Why the $\alpha-$divergence is defined in the following way (Information Geometry)

37 Views Asked by At

Let me define everything first
Let $S$ be a manifold and suppose that we are given a smooth function $D=D(.||.):S\times S\to\mathbb{R}$ satisfying for any $p,q\in S$ $$D()p||q)\geq 0\hspace{0.5cm} \text{and}D(p||q)=0 \iff p=q$$

Now for a convex function $f(u)$ on $u>0$ for each probability distribution $p,q$ lets define $$D_{f}(p||q)=\int p(x)f(\frac{q(x)}{p(x)})dx$$ we call it the f-divergence.
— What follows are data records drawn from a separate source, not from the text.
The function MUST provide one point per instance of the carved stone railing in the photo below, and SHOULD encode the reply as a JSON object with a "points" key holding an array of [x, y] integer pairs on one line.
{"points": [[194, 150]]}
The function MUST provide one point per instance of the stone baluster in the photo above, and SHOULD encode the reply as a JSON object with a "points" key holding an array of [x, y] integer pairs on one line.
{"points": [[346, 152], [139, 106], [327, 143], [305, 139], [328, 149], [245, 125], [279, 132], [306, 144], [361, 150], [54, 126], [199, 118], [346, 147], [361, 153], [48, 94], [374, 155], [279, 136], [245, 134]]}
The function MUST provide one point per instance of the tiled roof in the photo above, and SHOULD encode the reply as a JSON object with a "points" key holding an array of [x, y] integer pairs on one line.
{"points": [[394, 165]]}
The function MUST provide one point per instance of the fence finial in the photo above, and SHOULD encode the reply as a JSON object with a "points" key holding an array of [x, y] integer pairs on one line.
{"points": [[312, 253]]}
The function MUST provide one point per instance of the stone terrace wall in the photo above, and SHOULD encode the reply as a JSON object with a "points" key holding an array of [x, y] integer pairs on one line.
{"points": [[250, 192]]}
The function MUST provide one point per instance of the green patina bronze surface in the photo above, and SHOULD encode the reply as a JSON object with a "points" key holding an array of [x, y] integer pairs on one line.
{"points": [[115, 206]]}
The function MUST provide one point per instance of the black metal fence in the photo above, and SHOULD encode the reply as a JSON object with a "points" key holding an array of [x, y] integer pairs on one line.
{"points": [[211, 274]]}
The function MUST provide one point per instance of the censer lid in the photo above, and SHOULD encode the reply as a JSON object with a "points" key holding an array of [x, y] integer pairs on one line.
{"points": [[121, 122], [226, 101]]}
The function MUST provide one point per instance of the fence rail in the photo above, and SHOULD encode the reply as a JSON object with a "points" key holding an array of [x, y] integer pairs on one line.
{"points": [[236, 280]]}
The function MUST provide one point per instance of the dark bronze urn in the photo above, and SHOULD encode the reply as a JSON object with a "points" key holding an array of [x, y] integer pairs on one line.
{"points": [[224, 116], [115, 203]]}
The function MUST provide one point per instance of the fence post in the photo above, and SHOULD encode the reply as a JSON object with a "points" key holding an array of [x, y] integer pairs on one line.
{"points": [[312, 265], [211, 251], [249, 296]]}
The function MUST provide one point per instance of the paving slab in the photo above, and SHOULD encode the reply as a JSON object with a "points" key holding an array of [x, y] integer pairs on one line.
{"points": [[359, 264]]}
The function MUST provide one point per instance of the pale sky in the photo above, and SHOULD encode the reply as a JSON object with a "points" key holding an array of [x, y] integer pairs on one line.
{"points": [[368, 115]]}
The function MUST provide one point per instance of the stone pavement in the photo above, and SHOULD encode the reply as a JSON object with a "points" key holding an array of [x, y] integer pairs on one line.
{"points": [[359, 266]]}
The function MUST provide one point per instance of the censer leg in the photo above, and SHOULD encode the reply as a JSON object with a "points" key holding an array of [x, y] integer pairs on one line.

Let us now define $\alpha-$divergence as $D^{(\alpha)}=D_{f^{(\alpha)}}$ for a real number $\alpha$ we define \begin{equation} f^{(\alpha)}(u) = \begin{cases} \frac{4}{1-\alpha^2}\{1-u^{(1+\alpha)/2}\} & (\alpha\neq \pm1)\\ u\hspace{0.5mm}logu & (\alpha=1)\\ -logu & (\alpha=-1) \end{cases} \end{equation}

My question is why we have defined the $f^{(\alpha)}$ is the way it is defined I mean why we have the factor $\frac{4}{1-\alpha^2}$ what if I remove it and then define the function what problem will I face.

1

There are 1 best solutions below

0
On BEST ANSWER

For $u > 0$ we have

$$\lim_{\alpha \to -1} \frac{4}{1-\alpha^2} (1 + u^{(1+\alpha)/2}) = -\log u,$$

so the factor makes $f^{(\alpha)}(u)$ continuous in $\alpha$ for $\alpha < 1$. Hence, its arguably the most natural choice.